AAOS guidelines recommend that hip fracture surgery should take place within 48 hours, assuming medical comorbidities are stabilized, because complication rates go up with longer wait times.

But that is controversial. A University of Toronto retrospective cohort study of 42,430 adults with hip fracture treated at 72 Canadian hospitals during 2009-2014 found that the inflection point was 24 hours. Among 13,731 patients whose elapsed time from hospital arrival to surgery was 24 hours or less, 30-day mortality was 5.8%, significantly less than the 6.5% rate in an equal number of propensity score–matched patients with a longer wait time.

The 90- and 365-day mortality rates in the patients who received surgery within 24 hours were 10.7% and 19.3%, both significantly lower than the 12.0% and 21.6% figures in patients with longer wait times.

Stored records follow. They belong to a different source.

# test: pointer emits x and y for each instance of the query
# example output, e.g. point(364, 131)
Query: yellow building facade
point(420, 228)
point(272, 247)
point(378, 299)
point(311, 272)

For the 30-day composite outcome of death, myocardial infarction, pulmonary embolism, DVT, or pneumonia, the rates were 10.1% and 12.2% – again, statistically significant and clinically meaningful. The 90- and 365-day composite outcomes followed suit (JAMA. 2017 Nov 28;318[20]:1994-2003).

But the Canadian study won’t be the final word. The ongoing international multicenter HIP ATTACK (Hip Fracture Accelerated Surgical Treatment and Care Track) trial is comparing outcomes in 3,000 patients randomized to hip fracture surgery within 6 hours versus 24 hours. Endpoints include mortality, myocardial infarction, pulmonary embolism, pneumonia, stroke, sepsis, and life-threatening and major bleeding.

Dr. Wallace reported having no financial conflicts regarding her presentation.